De saia justa

Inexperiência, prepotência ou impotência, talvez todos esses ingredientes unidos, deixaram o governo de saia justa no último, porém não derradeiro episódio do apagão aéreo. Enquanto o presidente Lula passeava no carrinho de golfe do presidente Bush e com ele perpassava assuntos como os problemas que temos com os Estados Unidos na Organização Mundial do Comércio e os planos de uma política comum no campo da produção e comercialização de energia limpa, no Brasil parava totalmente o tráfego aéreo. O motivo imediato era o movimento grevista dos controladores de vôo. E as causas mediatas, a incúria deste e de governos anteriores que não cuidaram com seriedade do sistema aéreo a ponto de levá-lo a um colapso.

Lula deu ordens enérgicas para que tudo fosse solucionado de pronto. E do governo surgiram ameaças de demissões, punições e o que mais fosse permitido pelo autoritarismo de quem, por incúria, não conseguiria exercer sua autoridade.

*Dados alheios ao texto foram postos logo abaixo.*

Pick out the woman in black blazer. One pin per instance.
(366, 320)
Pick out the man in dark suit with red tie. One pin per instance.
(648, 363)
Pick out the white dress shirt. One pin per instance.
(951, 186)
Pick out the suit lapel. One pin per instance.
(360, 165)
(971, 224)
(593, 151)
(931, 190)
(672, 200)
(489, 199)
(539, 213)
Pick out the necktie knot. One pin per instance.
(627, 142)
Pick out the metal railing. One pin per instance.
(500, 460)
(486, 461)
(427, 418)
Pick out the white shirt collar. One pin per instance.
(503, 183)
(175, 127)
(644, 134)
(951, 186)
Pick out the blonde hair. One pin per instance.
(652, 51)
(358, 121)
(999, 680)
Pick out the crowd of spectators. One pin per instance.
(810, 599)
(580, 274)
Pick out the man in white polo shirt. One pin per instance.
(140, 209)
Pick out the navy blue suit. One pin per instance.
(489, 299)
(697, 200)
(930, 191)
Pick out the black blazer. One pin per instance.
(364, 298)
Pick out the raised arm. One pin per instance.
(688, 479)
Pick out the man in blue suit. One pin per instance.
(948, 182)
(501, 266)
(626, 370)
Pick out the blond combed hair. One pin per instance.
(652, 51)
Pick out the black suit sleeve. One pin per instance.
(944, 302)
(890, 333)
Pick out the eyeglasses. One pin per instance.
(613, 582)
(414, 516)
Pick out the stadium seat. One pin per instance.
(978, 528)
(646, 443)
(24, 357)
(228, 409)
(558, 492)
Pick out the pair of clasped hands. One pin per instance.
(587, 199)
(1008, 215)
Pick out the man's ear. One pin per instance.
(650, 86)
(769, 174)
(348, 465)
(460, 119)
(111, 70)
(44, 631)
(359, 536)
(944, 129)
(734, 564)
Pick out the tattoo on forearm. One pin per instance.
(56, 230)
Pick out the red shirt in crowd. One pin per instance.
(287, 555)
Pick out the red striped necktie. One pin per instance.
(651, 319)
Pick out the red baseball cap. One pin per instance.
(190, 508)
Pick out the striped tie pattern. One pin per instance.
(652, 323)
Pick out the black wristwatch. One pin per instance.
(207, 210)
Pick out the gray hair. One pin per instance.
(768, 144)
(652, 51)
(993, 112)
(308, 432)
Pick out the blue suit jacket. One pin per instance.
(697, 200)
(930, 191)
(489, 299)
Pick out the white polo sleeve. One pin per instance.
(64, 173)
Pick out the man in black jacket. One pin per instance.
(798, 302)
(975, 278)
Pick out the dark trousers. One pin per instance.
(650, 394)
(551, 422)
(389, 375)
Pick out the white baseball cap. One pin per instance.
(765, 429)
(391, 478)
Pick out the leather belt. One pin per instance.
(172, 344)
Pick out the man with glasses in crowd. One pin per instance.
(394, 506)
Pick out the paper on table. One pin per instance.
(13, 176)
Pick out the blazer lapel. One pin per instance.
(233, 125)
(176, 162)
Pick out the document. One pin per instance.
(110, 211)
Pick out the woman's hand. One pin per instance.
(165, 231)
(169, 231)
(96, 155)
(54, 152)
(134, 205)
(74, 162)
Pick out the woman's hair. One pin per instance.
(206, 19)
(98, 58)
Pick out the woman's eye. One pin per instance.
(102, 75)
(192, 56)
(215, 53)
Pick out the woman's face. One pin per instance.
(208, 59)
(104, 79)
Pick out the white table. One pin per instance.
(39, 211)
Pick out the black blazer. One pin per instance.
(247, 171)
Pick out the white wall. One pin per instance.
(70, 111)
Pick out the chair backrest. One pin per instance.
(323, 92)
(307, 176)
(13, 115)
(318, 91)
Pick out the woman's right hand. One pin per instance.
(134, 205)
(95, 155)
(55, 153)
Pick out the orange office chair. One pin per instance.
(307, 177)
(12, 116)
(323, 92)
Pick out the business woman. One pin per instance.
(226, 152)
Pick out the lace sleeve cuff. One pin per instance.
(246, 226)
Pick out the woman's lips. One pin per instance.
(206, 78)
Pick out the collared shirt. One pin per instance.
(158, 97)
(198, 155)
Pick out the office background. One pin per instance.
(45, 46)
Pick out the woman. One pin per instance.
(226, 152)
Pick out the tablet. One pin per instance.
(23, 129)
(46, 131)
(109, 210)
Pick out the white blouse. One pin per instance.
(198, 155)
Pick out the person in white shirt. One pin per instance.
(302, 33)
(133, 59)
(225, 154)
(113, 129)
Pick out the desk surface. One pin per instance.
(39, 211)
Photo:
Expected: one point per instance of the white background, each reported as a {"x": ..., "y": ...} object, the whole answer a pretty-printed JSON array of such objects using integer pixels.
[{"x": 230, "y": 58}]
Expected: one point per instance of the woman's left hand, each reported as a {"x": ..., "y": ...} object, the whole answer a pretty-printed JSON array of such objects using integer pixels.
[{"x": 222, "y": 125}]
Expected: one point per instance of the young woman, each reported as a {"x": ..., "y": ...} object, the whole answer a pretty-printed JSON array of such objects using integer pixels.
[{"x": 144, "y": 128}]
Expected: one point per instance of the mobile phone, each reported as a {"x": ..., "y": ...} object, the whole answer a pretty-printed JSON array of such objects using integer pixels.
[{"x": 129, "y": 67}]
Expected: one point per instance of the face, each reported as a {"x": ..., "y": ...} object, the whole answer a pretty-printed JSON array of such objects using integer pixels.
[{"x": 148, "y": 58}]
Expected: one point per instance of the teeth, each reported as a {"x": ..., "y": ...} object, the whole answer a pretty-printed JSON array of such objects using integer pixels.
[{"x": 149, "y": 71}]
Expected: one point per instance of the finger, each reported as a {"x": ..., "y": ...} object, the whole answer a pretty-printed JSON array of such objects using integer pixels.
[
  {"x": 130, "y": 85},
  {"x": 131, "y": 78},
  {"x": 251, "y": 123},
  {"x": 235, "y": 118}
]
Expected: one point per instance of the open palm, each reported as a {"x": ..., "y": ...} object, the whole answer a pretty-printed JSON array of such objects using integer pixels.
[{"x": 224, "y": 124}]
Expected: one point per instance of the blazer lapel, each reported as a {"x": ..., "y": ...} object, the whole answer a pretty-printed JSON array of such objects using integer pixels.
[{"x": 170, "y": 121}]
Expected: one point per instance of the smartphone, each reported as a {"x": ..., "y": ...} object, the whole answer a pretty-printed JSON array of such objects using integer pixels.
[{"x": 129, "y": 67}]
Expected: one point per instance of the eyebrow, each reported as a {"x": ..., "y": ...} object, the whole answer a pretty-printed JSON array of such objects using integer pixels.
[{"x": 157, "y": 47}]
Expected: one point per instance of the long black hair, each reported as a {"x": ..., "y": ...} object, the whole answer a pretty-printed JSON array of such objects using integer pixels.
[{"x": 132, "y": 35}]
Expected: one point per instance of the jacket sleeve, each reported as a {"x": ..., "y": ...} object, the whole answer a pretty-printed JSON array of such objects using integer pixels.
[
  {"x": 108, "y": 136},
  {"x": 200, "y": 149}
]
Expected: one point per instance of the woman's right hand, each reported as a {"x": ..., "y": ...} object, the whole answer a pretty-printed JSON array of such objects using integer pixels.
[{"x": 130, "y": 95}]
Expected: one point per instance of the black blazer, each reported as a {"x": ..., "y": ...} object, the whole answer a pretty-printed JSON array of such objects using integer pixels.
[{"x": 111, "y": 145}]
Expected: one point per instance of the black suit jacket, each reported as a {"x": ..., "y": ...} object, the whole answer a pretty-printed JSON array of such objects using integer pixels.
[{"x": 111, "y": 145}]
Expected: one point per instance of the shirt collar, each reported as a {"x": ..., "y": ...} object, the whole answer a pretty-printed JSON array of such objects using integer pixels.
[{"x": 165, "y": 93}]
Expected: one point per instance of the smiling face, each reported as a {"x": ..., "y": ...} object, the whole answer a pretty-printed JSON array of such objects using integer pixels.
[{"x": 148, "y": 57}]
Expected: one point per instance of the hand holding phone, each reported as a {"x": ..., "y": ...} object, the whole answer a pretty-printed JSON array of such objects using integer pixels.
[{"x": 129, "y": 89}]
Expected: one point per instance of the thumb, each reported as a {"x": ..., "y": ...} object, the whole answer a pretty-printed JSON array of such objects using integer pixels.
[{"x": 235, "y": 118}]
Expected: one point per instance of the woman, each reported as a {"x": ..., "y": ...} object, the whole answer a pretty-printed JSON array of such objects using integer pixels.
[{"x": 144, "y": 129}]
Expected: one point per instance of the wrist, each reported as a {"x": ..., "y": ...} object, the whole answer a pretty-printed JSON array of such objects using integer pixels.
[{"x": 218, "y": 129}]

A inexperiência fez com que, a distância, Lula mandasse não punir os grevistas. E fê-lo através do ministro Paulo Bernardo, do Planejamento, um civil, quando o controle dos vôos, exercido por profissionais civis e militares, é um serviço subordinado à Aeronáutica. Chegamos à beira de uma crise militar, pois o comandante da Força Aérea Brasileira, brigadeiro Juniti Saito, teria se sentido desautorizado e teve, desde logo, a solidariedade dos chefes das demais armas. O presidente manda, depois desmanda e veste saia justa ao entregar o problema a um civil, quando se tratava de assunto da alçada militar. E as Forças Armadas, como é sabido, têm um inabalável apreço pela hierarquia.

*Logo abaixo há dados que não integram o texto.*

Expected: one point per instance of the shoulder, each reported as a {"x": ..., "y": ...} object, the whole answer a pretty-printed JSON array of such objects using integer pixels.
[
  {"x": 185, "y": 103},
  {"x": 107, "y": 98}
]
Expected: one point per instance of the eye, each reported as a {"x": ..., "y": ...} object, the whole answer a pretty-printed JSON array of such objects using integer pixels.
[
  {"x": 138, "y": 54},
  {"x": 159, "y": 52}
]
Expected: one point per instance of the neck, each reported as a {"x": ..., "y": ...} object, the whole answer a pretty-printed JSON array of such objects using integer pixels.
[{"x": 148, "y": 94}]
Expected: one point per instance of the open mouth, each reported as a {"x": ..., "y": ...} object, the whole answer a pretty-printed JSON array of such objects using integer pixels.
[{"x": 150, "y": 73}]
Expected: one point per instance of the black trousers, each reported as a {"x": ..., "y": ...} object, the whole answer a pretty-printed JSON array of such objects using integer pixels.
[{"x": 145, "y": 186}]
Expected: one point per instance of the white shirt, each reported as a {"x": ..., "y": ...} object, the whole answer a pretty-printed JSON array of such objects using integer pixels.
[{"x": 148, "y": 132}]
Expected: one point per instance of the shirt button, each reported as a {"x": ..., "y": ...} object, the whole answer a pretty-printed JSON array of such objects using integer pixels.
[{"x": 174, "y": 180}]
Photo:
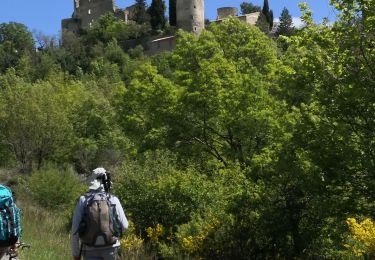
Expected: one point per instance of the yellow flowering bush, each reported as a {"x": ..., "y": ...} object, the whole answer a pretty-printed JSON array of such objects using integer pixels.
[
  {"x": 131, "y": 242},
  {"x": 361, "y": 240},
  {"x": 197, "y": 233}
]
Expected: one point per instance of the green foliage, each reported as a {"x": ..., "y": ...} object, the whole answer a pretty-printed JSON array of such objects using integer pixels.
[
  {"x": 15, "y": 41},
  {"x": 36, "y": 123},
  {"x": 172, "y": 13},
  {"x": 53, "y": 188},
  {"x": 285, "y": 26},
  {"x": 226, "y": 148}
]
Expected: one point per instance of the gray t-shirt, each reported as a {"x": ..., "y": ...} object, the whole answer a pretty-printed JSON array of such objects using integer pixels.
[{"x": 77, "y": 217}]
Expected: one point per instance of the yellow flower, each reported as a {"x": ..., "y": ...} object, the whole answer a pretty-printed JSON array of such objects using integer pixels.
[{"x": 362, "y": 237}]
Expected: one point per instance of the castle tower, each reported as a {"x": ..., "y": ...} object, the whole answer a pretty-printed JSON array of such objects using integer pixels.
[
  {"x": 190, "y": 15},
  {"x": 89, "y": 11}
]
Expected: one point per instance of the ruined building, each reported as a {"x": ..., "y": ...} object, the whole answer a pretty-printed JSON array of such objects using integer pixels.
[
  {"x": 190, "y": 14},
  {"x": 190, "y": 17},
  {"x": 86, "y": 12}
]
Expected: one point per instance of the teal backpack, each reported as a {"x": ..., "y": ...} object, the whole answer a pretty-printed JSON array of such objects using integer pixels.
[{"x": 10, "y": 224}]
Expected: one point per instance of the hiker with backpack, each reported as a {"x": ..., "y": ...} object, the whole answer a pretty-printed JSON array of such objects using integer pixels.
[
  {"x": 10, "y": 222},
  {"x": 98, "y": 220}
]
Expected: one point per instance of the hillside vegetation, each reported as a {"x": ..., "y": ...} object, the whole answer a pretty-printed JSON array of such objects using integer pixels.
[{"x": 233, "y": 146}]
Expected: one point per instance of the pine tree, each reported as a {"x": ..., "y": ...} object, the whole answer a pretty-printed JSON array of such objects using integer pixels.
[
  {"x": 172, "y": 13},
  {"x": 266, "y": 9},
  {"x": 270, "y": 19},
  {"x": 141, "y": 15},
  {"x": 157, "y": 14},
  {"x": 247, "y": 8},
  {"x": 286, "y": 24}
]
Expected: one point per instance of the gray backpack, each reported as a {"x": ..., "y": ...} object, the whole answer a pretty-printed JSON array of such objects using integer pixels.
[{"x": 100, "y": 225}]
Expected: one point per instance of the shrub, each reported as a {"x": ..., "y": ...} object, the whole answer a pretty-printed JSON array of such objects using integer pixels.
[
  {"x": 361, "y": 240},
  {"x": 53, "y": 188}
]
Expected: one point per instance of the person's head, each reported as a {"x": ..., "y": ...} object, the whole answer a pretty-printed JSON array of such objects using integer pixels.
[{"x": 96, "y": 177}]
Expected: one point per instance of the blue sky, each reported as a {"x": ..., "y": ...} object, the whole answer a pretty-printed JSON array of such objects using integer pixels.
[{"x": 45, "y": 15}]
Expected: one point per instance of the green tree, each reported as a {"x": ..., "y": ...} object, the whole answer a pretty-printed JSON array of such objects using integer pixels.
[
  {"x": 35, "y": 123},
  {"x": 15, "y": 41},
  {"x": 247, "y": 8},
  {"x": 217, "y": 93},
  {"x": 157, "y": 14},
  {"x": 266, "y": 8},
  {"x": 285, "y": 26},
  {"x": 172, "y": 13}
]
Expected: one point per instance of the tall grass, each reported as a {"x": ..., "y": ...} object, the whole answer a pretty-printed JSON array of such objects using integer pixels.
[{"x": 45, "y": 231}]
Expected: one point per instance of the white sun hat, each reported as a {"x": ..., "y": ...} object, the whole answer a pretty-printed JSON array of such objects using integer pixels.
[{"x": 94, "y": 181}]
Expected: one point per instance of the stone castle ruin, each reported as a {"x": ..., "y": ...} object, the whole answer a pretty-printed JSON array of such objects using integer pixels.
[{"x": 190, "y": 17}]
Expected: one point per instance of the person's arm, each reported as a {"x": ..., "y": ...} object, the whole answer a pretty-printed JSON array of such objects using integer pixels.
[
  {"x": 121, "y": 213},
  {"x": 78, "y": 212}
]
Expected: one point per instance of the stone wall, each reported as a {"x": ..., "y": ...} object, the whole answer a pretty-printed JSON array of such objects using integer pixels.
[
  {"x": 224, "y": 12},
  {"x": 190, "y": 15}
]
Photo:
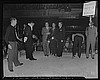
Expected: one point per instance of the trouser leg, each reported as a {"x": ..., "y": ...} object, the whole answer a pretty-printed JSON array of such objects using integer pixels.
[
  {"x": 79, "y": 46},
  {"x": 15, "y": 60},
  {"x": 46, "y": 47},
  {"x": 27, "y": 50},
  {"x": 59, "y": 49},
  {"x": 75, "y": 46},
  {"x": 10, "y": 56},
  {"x": 93, "y": 46},
  {"x": 53, "y": 47},
  {"x": 87, "y": 47}
]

Ficou decidido, na intermediação de Paulo Bernardo, que o governo criaria um órgão civil para tratar do controle dos vôos e o setor seria desmilitarizado. Seria, será, mas ainda não foi e, portanto, não se pode colocar o carro na frente dos bois. O perdão aos grevistas, prometido por Lula, acabou num discurso pouco convincente no rádio. O presidente, tão logo voltou ao Brasil e deu-se conta da verdadeira situação e da fragilidade de sua posição, condenou veemente o movimento paralisatório num setor essencial. É greve no serviço público e em setor essencial. Está com razão, mas isso não impede que seja detectada sua incoerência. Estava voltando atrás dois dias depois de haver prometido complacência para com os grevistas.

Felizmente temos uma instituição chamada Ministério Público. E o Ministério Público Militar, seguindo a legislação pertinente, encontrou crimes no movimento de greve e punibilidade contra os controladores de vôo militares. Os civis, de sua parte, declararam-se em estado de greve, mas voltaram, com os militares, ao trabalho.

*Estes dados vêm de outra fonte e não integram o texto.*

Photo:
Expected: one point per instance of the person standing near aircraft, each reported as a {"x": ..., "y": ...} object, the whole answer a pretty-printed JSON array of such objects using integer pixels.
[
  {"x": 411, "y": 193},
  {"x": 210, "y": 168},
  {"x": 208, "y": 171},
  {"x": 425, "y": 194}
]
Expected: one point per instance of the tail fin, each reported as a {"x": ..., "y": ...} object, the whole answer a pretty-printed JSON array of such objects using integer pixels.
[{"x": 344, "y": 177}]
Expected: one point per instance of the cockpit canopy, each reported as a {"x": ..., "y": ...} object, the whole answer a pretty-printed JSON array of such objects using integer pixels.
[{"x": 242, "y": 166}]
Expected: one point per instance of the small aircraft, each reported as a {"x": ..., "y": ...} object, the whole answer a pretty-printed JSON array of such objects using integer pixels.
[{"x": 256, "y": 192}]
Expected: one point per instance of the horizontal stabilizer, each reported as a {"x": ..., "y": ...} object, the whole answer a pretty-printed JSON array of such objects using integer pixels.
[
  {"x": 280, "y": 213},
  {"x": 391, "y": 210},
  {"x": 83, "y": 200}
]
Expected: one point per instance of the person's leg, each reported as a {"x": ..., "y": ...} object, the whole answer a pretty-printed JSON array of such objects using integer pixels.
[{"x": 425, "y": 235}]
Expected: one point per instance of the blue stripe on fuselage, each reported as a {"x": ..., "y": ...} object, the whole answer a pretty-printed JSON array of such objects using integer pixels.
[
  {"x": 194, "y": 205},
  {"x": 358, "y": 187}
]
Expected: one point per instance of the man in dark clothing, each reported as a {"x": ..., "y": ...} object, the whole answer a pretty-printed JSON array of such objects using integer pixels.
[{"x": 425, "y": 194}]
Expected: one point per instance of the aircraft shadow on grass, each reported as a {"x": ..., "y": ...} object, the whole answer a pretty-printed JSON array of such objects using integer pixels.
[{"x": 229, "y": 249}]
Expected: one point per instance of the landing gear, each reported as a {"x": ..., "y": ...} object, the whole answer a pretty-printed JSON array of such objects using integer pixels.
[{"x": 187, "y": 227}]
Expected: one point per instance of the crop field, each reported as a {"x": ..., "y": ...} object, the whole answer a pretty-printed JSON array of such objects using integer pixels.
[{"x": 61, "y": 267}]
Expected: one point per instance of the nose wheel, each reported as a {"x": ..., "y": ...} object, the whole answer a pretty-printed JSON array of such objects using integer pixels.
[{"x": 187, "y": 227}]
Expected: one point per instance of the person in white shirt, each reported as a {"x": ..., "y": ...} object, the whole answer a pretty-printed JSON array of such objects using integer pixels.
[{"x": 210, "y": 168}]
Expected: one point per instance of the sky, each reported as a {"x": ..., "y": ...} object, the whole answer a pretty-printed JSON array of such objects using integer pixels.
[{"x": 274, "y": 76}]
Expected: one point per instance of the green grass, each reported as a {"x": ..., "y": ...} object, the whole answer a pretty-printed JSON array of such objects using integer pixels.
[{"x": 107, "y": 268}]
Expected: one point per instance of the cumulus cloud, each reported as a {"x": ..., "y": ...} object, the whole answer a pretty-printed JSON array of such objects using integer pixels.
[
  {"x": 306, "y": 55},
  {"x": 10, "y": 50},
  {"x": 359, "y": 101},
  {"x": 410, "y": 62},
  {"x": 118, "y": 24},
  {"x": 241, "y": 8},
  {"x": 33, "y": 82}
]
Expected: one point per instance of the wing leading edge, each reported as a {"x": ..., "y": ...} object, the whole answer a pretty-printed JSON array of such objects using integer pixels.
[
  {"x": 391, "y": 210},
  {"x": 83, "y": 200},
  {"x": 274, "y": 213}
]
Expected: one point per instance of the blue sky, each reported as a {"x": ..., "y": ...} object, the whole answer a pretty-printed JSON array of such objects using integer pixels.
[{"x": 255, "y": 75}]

Continua tudo numa situação precária. Há descontentamento nas Forças Armadas, um processo contra os controladores militares começando, um estado de greve dos controladores civis, uma CPI na Câmara pendente de decisão do Supremo Tribunal Federal, que, liminarmente, a considerou legítima, apesar da oposição do PT e do resto do governo.

Como vai desdobrar-se politicamente esta batalha, ainda não sabemos. Mas existem fundadas esperanças de que tudo acabe em paz. Mas os problemas do apagão aéreo, com aviões não subindo, não descendo e passageiros revoltados nos aeroportos, muito provavelmente irão continuar. O fato inconteste é que para problemas de quem manda e quem tem de obedecer são solucionáveis. O que faltam são recursos materiais e humanos para pôr em ordem o sucateado sistema de navegação aérea.